Evaluating LLMs' Assessment of Mixed-Context Hallucination Through the Lens of Summarization
Siya Qi, Rui Cao, Yulan He, Zheng Yuan
TL;DR
This paper tackles the challenge of evaluating mixed-context hallucinations in summarization using LLMs as judges. It introduces FHSumBench, an automated pipeline that injects factual or non-factual knowledge into correct summaries to create a balanced, scalable dataset for assessing faithfulness and factuality.

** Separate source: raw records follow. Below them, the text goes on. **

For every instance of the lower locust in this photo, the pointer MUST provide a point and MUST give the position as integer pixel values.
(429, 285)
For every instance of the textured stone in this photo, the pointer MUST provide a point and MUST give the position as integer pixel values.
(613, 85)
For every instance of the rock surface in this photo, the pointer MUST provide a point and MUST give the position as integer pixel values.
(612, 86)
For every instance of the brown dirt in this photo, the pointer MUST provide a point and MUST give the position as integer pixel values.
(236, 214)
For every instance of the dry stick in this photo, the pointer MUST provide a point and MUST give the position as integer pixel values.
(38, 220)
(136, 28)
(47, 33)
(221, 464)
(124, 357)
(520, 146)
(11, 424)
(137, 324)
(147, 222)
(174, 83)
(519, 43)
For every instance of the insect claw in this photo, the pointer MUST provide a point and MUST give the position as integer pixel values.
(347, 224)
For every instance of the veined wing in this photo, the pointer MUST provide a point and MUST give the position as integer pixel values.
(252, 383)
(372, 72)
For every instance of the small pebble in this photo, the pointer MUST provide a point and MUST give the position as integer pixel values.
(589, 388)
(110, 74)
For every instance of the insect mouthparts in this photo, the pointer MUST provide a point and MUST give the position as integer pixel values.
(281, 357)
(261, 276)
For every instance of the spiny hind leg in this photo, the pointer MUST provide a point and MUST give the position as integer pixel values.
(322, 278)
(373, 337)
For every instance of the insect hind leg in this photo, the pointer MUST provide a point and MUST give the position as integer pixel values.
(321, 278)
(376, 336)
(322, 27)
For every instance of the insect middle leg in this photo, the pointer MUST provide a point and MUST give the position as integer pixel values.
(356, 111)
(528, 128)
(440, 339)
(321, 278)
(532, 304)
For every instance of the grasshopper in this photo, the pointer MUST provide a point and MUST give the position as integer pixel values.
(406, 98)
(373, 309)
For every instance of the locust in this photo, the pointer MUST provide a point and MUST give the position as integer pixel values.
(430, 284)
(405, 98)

The study systematically compares direct-generation and retrieval-based evaluators across models and prompting strategies, revealing that external knowledge retrieval and prompt design can significantly improve detection, while scaling alone offers limited gains and intrinsic knowledge bias remains a bottleneck. The findings underscore the importance of effective knowledge integration and retrieval strategies for robust LLM-based evaluation, with practical implications for building reliable self-evaluating systems and benchmarks in NLP.
Abstract
With the rapid development of large language models (LLMs), LLM-as-a-judge has emerged as a widely adopted approach for text quality evaluation, including hallucination evaluation. While previous studies have focused exclusively on single-context evaluation (e.g., discourse faithfulness or world factuality), real-world hallucinations typically involve mixed contexts, which remains inadequately evaluated. In this study, we use summarization as a representative task to comprehensively evaluate LLMs' capability in detecting mixed-context hallucinations, specifically distinguishing between factual and non-factual hallucinations. Through extensive experiments across direct generation and retrieval-based models of varying scales, our main observations are: (1) LLMs' intrinsic knowledge introduces inherent biases in hallucination evaluation; (2) These biases particularly impact the detection of factual hallucinations, yielding a significant performance bottleneck; (3) The fundamental challenge lies in effective knowledge utilization, balancing between LLMs' intrinsic knowledge and external context for accurate mixed-context hallucination evaluation.